I hope the answer is yes. But I commend you if your answer is no.

Ladies, I tell you this: Stay positive. Honest to goodness, keeping a positive attitude over the last few months as I started to feel pain creeping into my abdomen again, has been the only thing that's kept me afloat. I write this to you after finding myself in the ER again, thinking for a brief (and drugged) moment that I was a helpless victim of my body. After sobering up--and vomiting the whole way home from the drugs (always ask for Zofran before you leave the ER if you've been given pain meds)--I realized that I was going to be OK.

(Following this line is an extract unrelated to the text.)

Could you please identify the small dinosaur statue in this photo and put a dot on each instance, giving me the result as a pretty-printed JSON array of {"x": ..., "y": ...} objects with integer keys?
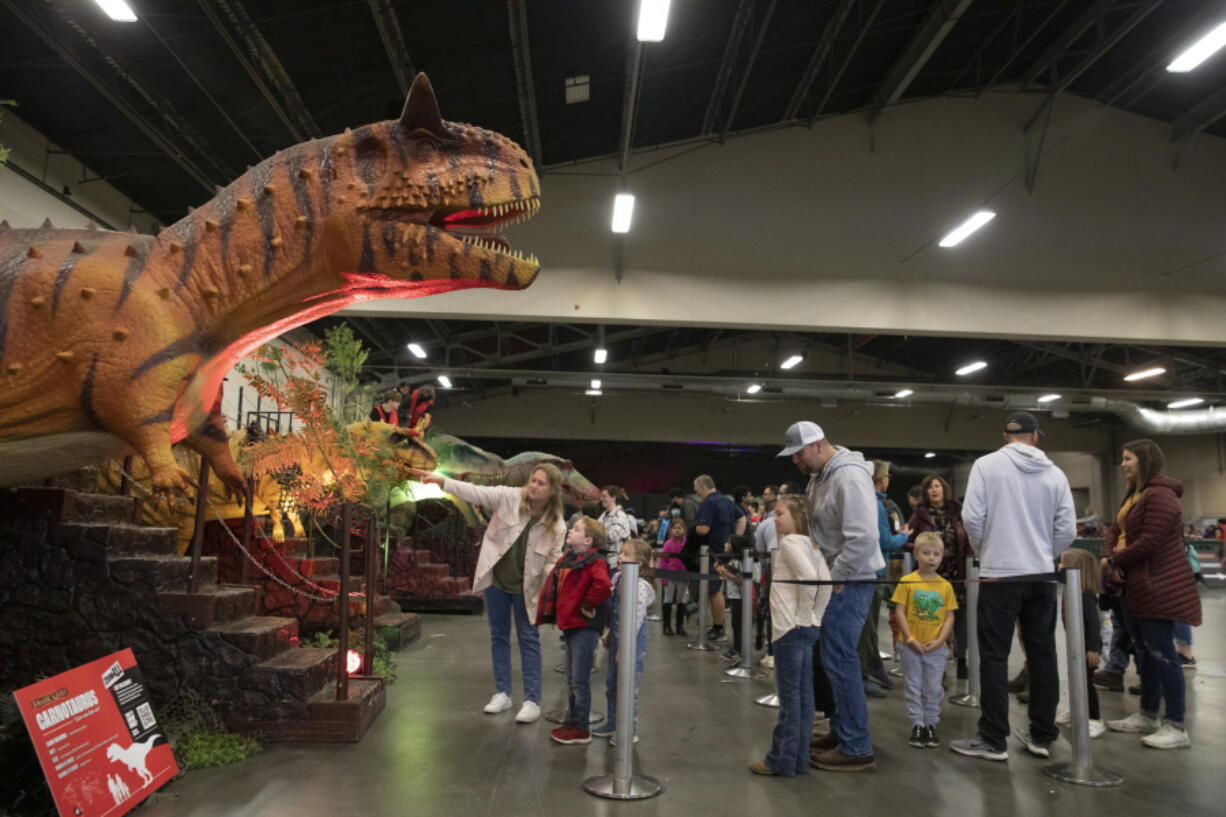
[{"x": 114, "y": 342}]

I think back to myself a year ago. I virtually let endometriosis rule my life. It was a horrible experience, and I thought often about killing myself because I had been in so much pain without relief or a diagnosis. (There, I admitted it--FINALLY.) But now, even after having found myself in dire straights, I can tell you that I'm FINE. I'm ok. I'm gonna make it. I'm not depressed any more. I'm well on my journey to discover who I am. Recently, the President of the College (I work at a college) commended me on my professional success and mentioned that the "little girl-ness" inside of me had finally matured into a professional example of leadership. WOW. I'm paraphrasing, but the point is this: NEVER GIVE UP HOPE. Even when you find yourself in familiar territory like the ER. Even when you have submitted your body to scrutiny again. Even when you're pretty sure you're going backwards rather than forwards, NEVER GIVE UP. You'll be ok!

In the meantime, do whatever you have to do to stay positive. Talk to your loved ones about your fears. Talk to your doctor about your concerns. Go for a walk. Sleep late. Read a trashy romance novel. Reach out to anyone whom you know has experienced endometriosis or cysts. Comment on this post! If anything, send your cosmic question into the universe through virtual networks. There there are always resources that can help. I recommend the Facebook Page for the Endo Research Center: https://www.facebook.com/EndoResCenter

After I graduate, I hope to help establish a Central Pennsylvania Endo support group. If you know of any resources, feel free to share! If you live in south-central PA, feel free to reach out! jknouse05@gmail.com

Always remember: you are not alone. Don't give up hope.

My loving, supportive husband, Justin, has been an important part of my recovery. This is a picture of us (making plans and having fun!) at a Penguins game in Feb 2013. Go Pens!